Bilin ki ben doğru adam değilim...
Bilin ki eğer benim hakkımda birileri elinde belgelerle gelip bu gerçekleri size anlattığında sizler cevap veremiyor ve sadece Turgut iyi adamdır demekten öteye bir şeyler diyemiyorsanız, gerçekleri bildiğiniz halde buna ses çıkarmayışınız, Turgut'un sağladığı makamları kaybetmekten korktuğunuzu, birlikte yiyip içtiklerinizden dolayı borçluluk hissettiğinizi veya çocuklarınız ve yeğenlerinize sağlayacağı imkanlardan dolayı onu kaybetme korkusu içinde olduğunuzu düşündürecektir.
Sizlere bu sözleri söyleyen insanlar dostunuz ya da düşmanınız olabilir, hiç farketmez. Sonuçta, sizler hakkında da haklı olarak kötü düşünülecektir ki ben dostlarımın bu duruma düşmesini asla istemem.
Bu nedenledir ki dostlarım Allah o günleri ne bana ne de dostlarıma yaşatmasın diyerek sizden rica ediyorum. Eğer ben de bir gün böyle bir batağa düşersem, sakın bana sahip çıkmayın.

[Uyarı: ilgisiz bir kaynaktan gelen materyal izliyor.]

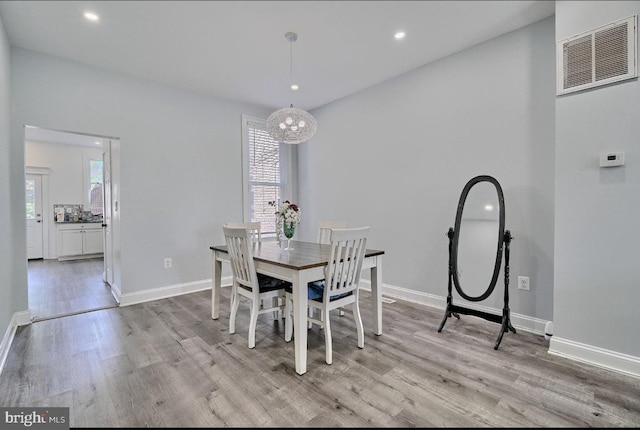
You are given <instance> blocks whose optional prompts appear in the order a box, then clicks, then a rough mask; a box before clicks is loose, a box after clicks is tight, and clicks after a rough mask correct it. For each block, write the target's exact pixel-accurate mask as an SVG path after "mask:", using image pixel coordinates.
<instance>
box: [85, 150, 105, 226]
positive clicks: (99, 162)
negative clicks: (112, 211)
mask: <svg viewBox="0 0 640 430" xmlns="http://www.w3.org/2000/svg"><path fill="white" fill-rule="evenodd" d="M103 206H104V199H103V189H102V160H89V210H90V211H91V213H92V214H93V215H102V212H103Z"/></svg>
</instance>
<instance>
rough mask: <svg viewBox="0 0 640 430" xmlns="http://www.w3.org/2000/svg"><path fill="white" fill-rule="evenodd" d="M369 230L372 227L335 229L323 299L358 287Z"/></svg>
mask: <svg viewBox="0 0 640 430" xmlns="http://www.w3.org/2000/svg"><path fill="white" fill-rule="evenodd" d="M369 230H370V227H356V228H343V229H333V232H332V234H331V256H330V257H329V264H328V265H327V267H326V269H325V278H324V279H325V280H324V285H325V287H324V298H323V300H325V301H328V300H329V298H330V297H333V296H335V295H338V294H344V293H348V292H350V291H354V290H355V289H357V288H358V284H359V283H360V276H361V271H362V262H363V260H364V254H365V250H366V249H367V237H368V236H369Z"/></svg>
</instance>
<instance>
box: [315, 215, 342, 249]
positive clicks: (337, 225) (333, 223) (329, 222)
mask: <svg viewBox="0 0 640 430" xmlns="http://www.w3.org/2000/svg"><path fill="white" fill-rule="evenodd" d="M332 228H347V222H346V221H328V220H324V221H320V222H319V223H318V240H317V242H318V243H324V244H329V243H331V229H332Z"/></svg>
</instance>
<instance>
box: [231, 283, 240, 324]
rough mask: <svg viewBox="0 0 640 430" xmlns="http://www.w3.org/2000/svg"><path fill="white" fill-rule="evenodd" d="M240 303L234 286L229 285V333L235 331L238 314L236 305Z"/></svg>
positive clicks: (237, 293) (239, 300)
mask: <svg viewBox="0 0 640 430" xmlns="http://www.w3.org/2000/svg"><path fill="white" fill-rule="evenodd" d="M239 305H240V297H238V293H237V291H236V286H235V285H234V286H233V287H231V314H230V315H229V334H234V333H235V332H236V315H237V314H238V306H239Z"/></svg>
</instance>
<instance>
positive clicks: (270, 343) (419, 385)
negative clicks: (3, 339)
mask: <svg viewBox="0 0 640 430" xmlns="http://www.w3.org/2000/svg"><path fill="white" fill-rule="evenodd" d="M223 297H224V299H223V300H222V304H221V310H220V319H219V320H216V321H214V320H212V319H211V308H210V305H211V296H210V292H209V291H203V292H198V293H192V294H186V295H183V296H179V297H175V298H168V299H162V300H157V301H153V302H148V303H144V304H138V305H133V306H127V307H121V308H114V309H106V310H100V311H95V312H90V313H83V314H78V315H74V316H69V317H64V318H57V319H51V320H47V321H41V322H36V323H33V324H31V325H29V326H25V327H21V328H19V329H18V331H17V334H16V337H15V340H14V342H13V345H12V347H11V350H10V352H9V357H8V360H7V363H6V365H5V369H4V372H3V373H2V375H0V405H2V406H22V407H40V406H52V407H53V406H68V407H69V408H70V421H71V422H70V424H71V427H223V426H227V427H467V428H468V427H638V426H640V379H637V378H633V377H630V376H626V375H622V374H619V373H615V372H612V371H607V370H603V369H600V368H597V367H593V366H589V365H585V364H581V363H578V362H574V361H570V360H567V359H563V358H559V357H556V356H553V355H550V354H548V352H547V349H548V342H547V341H545V339H544V337H542V336H538V335H534V334H531V333H527V332H523V331H522V330H518V333H516V334H513V333H507V334H505V336H504V338H503V340H502V343H501V345H500V348H499V349H498V350H497V351H496V350H494V349H493V345H494V342H495V339H496V335H497V330H498V328H499V325H497V324H495V323H491V322H488V321H485V320H483V319H481V318H477V317H473V316H466V315H461V319H460V320H455V319H451V320H450V321H448V322H447V324H446V325H445V328H444V330H443V331H442V333H438V332H437V328H438V325H439V324H440V321H441V318H442V315H443V311H441V310H439V309H433V308H429V307H424V306H420V305H416V304H413V303H409V302H404V301H396V302H395V303H391V304H388V303H385V304H384V305H383V327H384V333H383V334H382V335H381V336H375V335H373V334H372V332H371V327H372V319H371V299H370V294H369V293H368V292H363V293H362V300H361V307H362V314H363V320H364V323H365V332H366V337H365V347H364V349H358V348H357V346H356V330H355V327H354V325H353V321H352V317H351V313H350V312H347V313H346V315H345V316H343V317H340V316H338V315H337V314H336V315H334V316H333V317H332V331H333V332H334V339H333V347H334V350H333V365H331V366H329V365H327V364H325V362H324V358H325V355H324V354H325V351H324V339H323V336H322V331H321V330H320V329H318V328H317V327H314V328H312V329H311V330H310V332H309V363H308V372H307V373H306V374H305V375H302V376H301V375H298V374H296V372H295V367H294V354H293V344H292V343H285V341H284V324H283V321H280V320H278V321H273V320H272V317H270V315H261V316H260V318H259V320H258V328H257V332H256V347H255V349H253V350H250V349H248V348H247V328H248V315H249V312H248V307H247V305H246V304H242V305H241V308H240V311H239V312H238V323H237V332H236V334H234V335H230V334H229V333H228V316H229V307H228V306H229V300H228V298H229V289H228V288H225V289H223Z"/></svg>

Karşıma çıkıp "Artık yeter!" deyin. Deyin ki en başından beri adam gibi adam olarak başladığım bu işten adam gibi adam olarak anlımın akıyla çıkma şansını beni uyarmayan dostlarım yüzünden kaybetmiş olmayayım.
Turgut Çakar
İstanbul Gözlükçüler Ve Optisyenler Derneği
Başkan Yardımcısı.
Muhterem meslektaşım,
Yazdıklarınızı son noktasına kadar tasvip etmemek mümkün değil. Mevcut yönetimin bizlere yaşattıklarını yazmaya kalksanız herhalde sayfalar dolar kalemler yetmezdi.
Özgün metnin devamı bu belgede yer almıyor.